元王女 夢日記2023.2.26
大きな岩を囲む平原。
岩の高さは3メートルほど、てっぺんが平らになっていて6畳くらいの広さ。天然のステージの上に、板に等身大の人の輪郭が描かれたものが立ててある。
そこから数十メートル離れたところ、平原と森の境目に、がっしりとした台座に乗った大型のいしゆみが設置されていた。長い金髪の女性が、彼女の背と同じくらいの長さの矢をつがえているのを、少し離れたところから、僕は見ていた。今日だけで何十回目だろうか。なかなか命中せず、的は交換していない。
手伝わずにただ見ているのは、彼女にとって独りでやらなければならないことだからだ。
近いうちに、ここで建国記念の式典が開かれる。何回目かと片手で数えられるほどだった。

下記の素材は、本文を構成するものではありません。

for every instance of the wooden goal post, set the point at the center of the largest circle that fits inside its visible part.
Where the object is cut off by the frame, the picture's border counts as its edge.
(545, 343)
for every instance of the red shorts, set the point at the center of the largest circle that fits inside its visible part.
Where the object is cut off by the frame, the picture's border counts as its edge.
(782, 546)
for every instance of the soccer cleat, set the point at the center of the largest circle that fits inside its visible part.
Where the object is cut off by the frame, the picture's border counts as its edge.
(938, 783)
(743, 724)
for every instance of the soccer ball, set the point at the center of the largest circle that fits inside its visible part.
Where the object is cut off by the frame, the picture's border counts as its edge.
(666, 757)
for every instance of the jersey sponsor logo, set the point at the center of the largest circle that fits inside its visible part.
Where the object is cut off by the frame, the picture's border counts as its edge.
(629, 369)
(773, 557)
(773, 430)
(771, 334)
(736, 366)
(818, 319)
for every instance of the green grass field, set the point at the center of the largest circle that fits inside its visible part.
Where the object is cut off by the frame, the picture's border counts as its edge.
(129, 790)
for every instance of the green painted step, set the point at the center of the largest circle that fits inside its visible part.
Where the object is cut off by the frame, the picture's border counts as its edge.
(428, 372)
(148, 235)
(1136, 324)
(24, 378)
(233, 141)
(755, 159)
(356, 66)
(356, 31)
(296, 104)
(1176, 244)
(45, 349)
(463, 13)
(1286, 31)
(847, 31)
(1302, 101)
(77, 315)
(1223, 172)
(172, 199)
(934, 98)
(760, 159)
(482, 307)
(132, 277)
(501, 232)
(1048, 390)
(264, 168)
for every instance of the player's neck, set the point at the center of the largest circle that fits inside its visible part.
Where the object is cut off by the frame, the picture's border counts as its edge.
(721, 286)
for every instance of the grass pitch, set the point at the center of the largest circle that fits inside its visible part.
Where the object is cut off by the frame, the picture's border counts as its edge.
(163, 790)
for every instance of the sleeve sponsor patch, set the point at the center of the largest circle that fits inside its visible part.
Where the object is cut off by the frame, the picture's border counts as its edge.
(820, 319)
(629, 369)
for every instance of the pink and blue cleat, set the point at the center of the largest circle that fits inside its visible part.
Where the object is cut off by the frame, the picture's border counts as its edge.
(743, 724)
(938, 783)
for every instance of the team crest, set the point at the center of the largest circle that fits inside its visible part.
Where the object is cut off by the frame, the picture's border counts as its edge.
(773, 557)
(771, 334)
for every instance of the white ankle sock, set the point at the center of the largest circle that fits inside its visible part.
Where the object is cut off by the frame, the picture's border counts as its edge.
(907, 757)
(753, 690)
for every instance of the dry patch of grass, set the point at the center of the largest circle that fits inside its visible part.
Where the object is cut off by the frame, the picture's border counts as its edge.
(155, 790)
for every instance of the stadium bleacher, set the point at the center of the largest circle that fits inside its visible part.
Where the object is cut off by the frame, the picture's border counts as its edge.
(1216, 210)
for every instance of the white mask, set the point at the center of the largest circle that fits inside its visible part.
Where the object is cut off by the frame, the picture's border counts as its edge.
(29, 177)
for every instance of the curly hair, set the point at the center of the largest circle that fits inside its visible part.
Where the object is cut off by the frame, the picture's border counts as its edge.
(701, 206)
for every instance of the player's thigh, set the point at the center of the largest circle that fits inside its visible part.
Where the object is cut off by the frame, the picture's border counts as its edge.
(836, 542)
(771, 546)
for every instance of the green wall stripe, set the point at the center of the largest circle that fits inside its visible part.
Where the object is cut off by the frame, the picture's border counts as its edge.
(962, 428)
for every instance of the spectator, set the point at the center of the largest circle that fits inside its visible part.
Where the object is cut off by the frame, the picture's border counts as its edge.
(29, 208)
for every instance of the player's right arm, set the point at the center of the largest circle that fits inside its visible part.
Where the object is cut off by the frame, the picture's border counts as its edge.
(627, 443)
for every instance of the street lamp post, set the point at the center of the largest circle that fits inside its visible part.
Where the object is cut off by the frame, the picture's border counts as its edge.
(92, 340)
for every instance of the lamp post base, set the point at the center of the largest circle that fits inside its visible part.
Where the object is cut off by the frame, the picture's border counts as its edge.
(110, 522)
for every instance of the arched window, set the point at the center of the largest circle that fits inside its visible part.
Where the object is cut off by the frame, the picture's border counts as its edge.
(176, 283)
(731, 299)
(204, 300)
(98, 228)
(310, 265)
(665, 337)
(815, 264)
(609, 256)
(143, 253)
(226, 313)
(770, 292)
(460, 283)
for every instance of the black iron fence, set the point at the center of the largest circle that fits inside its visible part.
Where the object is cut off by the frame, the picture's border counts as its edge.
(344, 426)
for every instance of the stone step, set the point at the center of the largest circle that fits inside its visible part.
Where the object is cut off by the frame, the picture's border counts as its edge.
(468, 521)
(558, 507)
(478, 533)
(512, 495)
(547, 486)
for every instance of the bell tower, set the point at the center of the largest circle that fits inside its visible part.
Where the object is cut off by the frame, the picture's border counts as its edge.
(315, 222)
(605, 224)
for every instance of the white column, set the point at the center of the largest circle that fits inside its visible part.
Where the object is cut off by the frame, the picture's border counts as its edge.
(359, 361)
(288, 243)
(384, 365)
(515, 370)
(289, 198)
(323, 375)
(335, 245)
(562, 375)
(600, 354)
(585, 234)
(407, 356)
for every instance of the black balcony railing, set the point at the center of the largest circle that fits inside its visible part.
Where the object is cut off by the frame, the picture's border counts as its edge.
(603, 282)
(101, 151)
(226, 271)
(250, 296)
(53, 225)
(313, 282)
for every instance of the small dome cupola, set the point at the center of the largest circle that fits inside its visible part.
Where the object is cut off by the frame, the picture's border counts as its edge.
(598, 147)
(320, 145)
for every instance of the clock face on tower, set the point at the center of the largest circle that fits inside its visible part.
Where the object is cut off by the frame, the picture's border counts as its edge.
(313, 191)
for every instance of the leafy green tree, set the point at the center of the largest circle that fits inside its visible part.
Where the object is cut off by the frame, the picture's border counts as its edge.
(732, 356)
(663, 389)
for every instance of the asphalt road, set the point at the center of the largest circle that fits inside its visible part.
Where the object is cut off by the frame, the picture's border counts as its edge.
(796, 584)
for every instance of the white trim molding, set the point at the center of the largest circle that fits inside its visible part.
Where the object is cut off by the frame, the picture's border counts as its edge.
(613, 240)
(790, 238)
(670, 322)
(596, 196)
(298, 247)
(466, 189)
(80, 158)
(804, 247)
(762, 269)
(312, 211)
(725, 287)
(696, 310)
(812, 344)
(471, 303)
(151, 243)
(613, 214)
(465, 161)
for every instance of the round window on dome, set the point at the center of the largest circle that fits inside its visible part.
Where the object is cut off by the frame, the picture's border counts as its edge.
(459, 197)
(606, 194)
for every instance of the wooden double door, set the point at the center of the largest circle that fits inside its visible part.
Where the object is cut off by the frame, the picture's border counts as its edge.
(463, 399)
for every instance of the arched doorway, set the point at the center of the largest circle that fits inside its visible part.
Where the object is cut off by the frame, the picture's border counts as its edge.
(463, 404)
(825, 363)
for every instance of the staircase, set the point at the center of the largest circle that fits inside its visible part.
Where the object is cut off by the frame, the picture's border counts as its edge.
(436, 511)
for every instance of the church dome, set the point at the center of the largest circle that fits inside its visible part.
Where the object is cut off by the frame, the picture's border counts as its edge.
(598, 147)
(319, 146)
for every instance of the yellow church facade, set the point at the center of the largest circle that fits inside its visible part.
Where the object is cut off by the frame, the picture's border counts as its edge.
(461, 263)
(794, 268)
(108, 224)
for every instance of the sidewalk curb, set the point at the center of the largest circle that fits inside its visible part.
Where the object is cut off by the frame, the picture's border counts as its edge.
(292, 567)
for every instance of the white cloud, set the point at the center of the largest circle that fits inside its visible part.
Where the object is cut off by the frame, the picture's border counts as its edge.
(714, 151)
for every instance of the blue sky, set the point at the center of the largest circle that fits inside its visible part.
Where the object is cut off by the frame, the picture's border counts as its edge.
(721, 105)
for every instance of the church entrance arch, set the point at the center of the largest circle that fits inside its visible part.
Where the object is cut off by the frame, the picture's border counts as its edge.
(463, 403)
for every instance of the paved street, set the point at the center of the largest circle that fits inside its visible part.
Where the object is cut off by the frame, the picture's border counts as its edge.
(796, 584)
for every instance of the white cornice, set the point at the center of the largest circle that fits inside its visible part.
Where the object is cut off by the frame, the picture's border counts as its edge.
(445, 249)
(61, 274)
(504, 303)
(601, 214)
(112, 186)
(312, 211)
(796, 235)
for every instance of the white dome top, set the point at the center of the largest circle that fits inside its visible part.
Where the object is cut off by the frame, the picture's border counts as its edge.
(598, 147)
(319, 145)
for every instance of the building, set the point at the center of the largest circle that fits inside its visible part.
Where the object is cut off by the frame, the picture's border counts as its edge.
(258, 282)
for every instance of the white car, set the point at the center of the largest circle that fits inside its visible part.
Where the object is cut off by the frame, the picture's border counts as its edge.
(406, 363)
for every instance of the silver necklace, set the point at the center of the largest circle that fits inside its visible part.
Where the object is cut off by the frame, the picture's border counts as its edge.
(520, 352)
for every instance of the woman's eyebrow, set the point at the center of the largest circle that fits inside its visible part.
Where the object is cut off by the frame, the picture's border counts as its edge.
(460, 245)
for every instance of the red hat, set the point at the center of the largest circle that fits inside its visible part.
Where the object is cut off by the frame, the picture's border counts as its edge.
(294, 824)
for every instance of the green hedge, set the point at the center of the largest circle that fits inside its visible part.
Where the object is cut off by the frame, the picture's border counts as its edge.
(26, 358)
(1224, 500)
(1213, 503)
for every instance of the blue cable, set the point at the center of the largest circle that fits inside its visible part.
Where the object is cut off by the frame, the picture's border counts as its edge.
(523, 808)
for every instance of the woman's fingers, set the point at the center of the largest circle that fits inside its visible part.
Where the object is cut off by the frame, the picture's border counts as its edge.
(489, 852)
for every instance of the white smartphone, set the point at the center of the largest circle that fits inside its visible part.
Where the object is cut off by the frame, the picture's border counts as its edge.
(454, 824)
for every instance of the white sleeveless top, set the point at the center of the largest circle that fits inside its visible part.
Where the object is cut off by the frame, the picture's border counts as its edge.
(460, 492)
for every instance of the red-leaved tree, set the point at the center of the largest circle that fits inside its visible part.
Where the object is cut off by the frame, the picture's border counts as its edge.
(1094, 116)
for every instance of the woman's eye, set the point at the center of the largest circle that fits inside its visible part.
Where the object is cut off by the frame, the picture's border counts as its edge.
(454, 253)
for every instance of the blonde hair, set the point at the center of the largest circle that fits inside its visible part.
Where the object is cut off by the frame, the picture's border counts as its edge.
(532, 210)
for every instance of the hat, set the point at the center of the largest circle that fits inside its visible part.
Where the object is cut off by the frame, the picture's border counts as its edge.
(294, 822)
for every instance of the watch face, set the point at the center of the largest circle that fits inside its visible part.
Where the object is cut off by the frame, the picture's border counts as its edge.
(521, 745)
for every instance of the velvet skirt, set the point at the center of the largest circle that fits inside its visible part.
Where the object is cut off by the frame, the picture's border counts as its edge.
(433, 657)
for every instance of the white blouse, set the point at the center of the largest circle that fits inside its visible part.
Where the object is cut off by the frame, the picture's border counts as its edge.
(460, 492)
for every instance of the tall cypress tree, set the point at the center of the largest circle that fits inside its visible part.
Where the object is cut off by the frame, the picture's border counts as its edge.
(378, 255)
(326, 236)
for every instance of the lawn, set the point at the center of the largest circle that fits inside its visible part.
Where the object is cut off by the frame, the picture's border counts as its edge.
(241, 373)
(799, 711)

しかし、この地域に人が住み始めたのは大昔であり、国名が変わるまでは長い歴史を積み重ねていた。数年前、他国に侵略され、王政は廃された。別の国に造りかえられ、侵略国に属することとなったのである。
彼女は元王女だった。
式典に来賓として招かれる予定の、かつて侵略軍の司令官として王城を焼き払った男、父のかたきを、討つつもりでいるのだ。
生き残った弓兵の僕は請われるままに、いしゆみの指南などしているわけだが。